- Directed by: Paul Mercier
- Written by: Paul Mercier
- Produced by: Anne Gately
- Starring: Declan Conlon; Gavin Drea; Caitríona Ennis; Aidan Gillen; Seána Kerslake; Paul Reid; Catherine Walker;
- Cinematography: Ronan Fox
- Music by: John Dunne
- Release dates: July 12, 2018 (Galway); October 18, 2018 (Ireland);
- Running time: 96 mins.
- Country: Ireland
- Language: English

= We Ourselves (film) =

2018 Irish film

We Ourselves is a 2018 Irish drama film, written and directed by Paul Mercier. It stars Catherine Walker, Paul Reid, Gavin Drea, Seána Kerslake, Declan Conlon, Caitríona Ennis, and Aidan Gillen.

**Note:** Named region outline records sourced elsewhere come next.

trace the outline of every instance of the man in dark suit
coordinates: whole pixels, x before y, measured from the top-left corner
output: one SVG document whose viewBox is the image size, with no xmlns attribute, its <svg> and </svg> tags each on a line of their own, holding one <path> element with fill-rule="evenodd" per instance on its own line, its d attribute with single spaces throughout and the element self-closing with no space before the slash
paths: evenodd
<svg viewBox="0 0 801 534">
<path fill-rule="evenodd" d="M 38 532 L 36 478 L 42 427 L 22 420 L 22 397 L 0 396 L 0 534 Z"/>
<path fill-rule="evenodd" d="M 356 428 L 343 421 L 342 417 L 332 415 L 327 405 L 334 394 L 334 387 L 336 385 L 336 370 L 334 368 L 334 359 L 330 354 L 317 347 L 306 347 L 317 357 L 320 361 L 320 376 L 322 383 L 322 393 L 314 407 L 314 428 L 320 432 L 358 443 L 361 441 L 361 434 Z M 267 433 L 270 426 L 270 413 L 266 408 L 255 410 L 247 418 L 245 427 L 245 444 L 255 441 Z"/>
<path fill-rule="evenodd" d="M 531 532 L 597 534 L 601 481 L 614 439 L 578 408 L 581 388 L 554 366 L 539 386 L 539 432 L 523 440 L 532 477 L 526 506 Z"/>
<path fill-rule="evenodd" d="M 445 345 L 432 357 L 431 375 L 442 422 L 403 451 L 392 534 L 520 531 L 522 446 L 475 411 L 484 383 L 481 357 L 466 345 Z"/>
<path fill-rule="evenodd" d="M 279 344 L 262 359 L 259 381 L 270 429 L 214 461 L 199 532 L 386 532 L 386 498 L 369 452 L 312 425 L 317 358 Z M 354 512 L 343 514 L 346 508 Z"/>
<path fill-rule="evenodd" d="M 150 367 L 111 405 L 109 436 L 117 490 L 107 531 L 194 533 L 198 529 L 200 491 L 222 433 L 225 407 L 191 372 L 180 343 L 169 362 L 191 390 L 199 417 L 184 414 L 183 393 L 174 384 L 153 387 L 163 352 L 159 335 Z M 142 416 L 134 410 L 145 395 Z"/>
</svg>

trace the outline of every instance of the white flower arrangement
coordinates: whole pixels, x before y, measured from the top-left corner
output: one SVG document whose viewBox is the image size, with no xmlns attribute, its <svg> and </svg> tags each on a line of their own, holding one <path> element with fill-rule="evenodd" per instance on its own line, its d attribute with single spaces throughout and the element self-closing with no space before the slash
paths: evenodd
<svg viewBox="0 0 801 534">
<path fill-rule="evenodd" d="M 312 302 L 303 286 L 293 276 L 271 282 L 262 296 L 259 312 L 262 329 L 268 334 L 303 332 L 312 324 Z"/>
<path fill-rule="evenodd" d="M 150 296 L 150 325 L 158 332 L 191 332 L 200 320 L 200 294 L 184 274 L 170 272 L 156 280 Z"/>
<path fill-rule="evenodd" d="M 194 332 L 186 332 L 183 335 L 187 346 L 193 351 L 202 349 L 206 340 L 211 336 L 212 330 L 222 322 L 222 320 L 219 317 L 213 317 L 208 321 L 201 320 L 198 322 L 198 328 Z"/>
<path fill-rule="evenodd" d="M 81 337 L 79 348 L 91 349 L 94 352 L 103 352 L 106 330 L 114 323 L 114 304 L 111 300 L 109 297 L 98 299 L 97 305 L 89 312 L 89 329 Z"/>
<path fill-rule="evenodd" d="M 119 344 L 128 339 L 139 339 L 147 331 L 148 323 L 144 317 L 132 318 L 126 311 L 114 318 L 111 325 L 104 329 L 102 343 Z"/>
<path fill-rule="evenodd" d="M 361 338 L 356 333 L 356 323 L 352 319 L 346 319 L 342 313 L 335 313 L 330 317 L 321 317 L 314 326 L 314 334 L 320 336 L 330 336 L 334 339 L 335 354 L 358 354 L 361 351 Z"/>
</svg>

It premiered at the Galway Film Fleadh in 2018, before being released in Ireland later that same year.

==Synopsis==
An unconventional film dealing with the lives of seven Irish friends over a period of more than two decades.

==Reception==
Jason Coyle of Scannain rated it a 3.5/5 and lauded filmmaker Paul Mercier, remarking "The monologues also have a cumulative quality, with each story told adding to the shared history and making the audience think again about certain characters."